Breast Cancer Molecular Subtype Prediction: A Mammography-Based AI Approach

Ana M. Mota,João Mendes,Nuno Matela
DOI: https://doi.org/10.3390/biomedicines12061371
IF: 4.757
2024-06-21
Biomedicines
Abstract:Breast cancer remains a leading cause of mortality among women, with molecular subtypes significantly influencing prognosis and treatment strategies. Currently, identifying the molecular subtype of cancer requires a biopsy—a specialized, expensive, and time-consuming procedure, often yielding to results that must be supported with additional biopsies due to technique errors or tumor heterogeneity. This study introduces a novel approach for predicting breast cancer molecular subtypes using mammography images and advanced artificial intelligence (AI) methodologies. Using the OPTIMAM imaging database, 1397 images from 660 patients were selected. The pretrained deep learning model ResNet-101 was employed to classify tumors into five subtypes: Luminal A, Luminal B1, Luminal B2, HER2, and Triple Negative. Various classification strategies were studied: binary classifications (one vs. all others, specific combinations) and multi-class classification (evaluating all subtypes simultaneously). To address imbalanced data, strategies like oversampling, undersampling, and data augmentation were explored. Performance was evaluated using accuracy and area under the receiver operating characteristic curve (AUC). Binary classification results showed a maximum average accuracy and AUC of 79.02% and 64.69%, respectively, while multi-class classification achieved an average AUC of 60.62% with oversampling and data augmentation. The most notable binary classification was HER2 vs. non-HER2, with an accuracy of 89.79% and an AUC of 73.31%. Binary classification for specific combinations of subtypes revealed an accuracy of 76.42% for HER2 vs. Luminal A and an AUC of 73.04% for HER2 vs. Luminal B1. These findings highlight the potential of mammography-based AI for non-invasive breast cancer subtype prediction, offering a promising alternative to biopsies and paving the way for personalized treatment plans.

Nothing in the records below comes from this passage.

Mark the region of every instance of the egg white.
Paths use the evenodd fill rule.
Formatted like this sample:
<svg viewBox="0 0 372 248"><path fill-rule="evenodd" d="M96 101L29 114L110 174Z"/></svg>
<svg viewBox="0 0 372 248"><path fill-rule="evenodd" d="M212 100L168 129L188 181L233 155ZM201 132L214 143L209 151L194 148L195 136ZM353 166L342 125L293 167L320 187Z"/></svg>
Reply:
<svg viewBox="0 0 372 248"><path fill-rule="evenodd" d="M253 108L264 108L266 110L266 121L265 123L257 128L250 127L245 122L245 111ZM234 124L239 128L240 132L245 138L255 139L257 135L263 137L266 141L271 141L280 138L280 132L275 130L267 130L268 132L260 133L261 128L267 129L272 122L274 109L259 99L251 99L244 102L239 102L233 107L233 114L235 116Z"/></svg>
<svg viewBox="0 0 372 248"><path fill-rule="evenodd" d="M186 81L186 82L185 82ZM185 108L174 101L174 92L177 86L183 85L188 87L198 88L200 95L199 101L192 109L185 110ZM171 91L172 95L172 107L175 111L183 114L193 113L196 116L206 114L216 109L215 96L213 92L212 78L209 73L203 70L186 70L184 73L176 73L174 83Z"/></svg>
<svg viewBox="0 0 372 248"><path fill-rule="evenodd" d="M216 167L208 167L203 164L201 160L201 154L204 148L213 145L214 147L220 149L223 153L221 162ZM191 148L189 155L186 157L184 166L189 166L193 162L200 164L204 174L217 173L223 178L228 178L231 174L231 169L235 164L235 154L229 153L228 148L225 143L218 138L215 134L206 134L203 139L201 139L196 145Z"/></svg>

biochemistry & molecular biology,medicine, research & experimental,pharmacology & pharmacy
What problem does this paper attempt to address?
The main problem that this paper attempts to solve is to predict the molecular subtypes of breast cancer from mammography images by using artificial intelligence technology, so as to provide a non - invasive alternative method to reduce the need for biopsy. Currently, determining the molecular subtypes of breast cancer requires biopsy, which is a highly specialized, costly and time - consuming process. Moreover, due to technical errors or tumor heterogeneity, additional biopsies are often required to support the results. The paper proposes a new method based on mammography images and advanced artificial intelligence methods, aiming to predict the molecular subtypes of breast cancer by non - invasive means, thus making it possible to provide personalized treatment plans. Specifically, the research team used 1,397 images from 660 patients in the OPTIMAM imaging database and utilized the pre - trained deep - learning model ResNet - 101 to classify tumors into five subtypes: Luminal A, Luminal B1, Luminal B2, HER2 and Triple Negative. To address the problem of data imbalance, the researchers explored strategies such as oversampling, undersampling and data augmentation, and used accuracy and the area under the receiver operating characteristic curve (AUC) to evaluate performance. The research results show that in the binary classification task, the classification of HER2 and non - HER2 performs the best, with an accuracy rate of 89.79% and an AUC of 73.31%. In the multi - classification task, through oversampling and data augmentation, the average AUC reaches 60.62%. These findings indicate that the artificial intelligence method based on mammography has the potential in non - invasive prediction of breast cancer molecular subtypes, and can be used as a supplement or alternative to biopsy, which is helpful for formulating personalized treatment plans.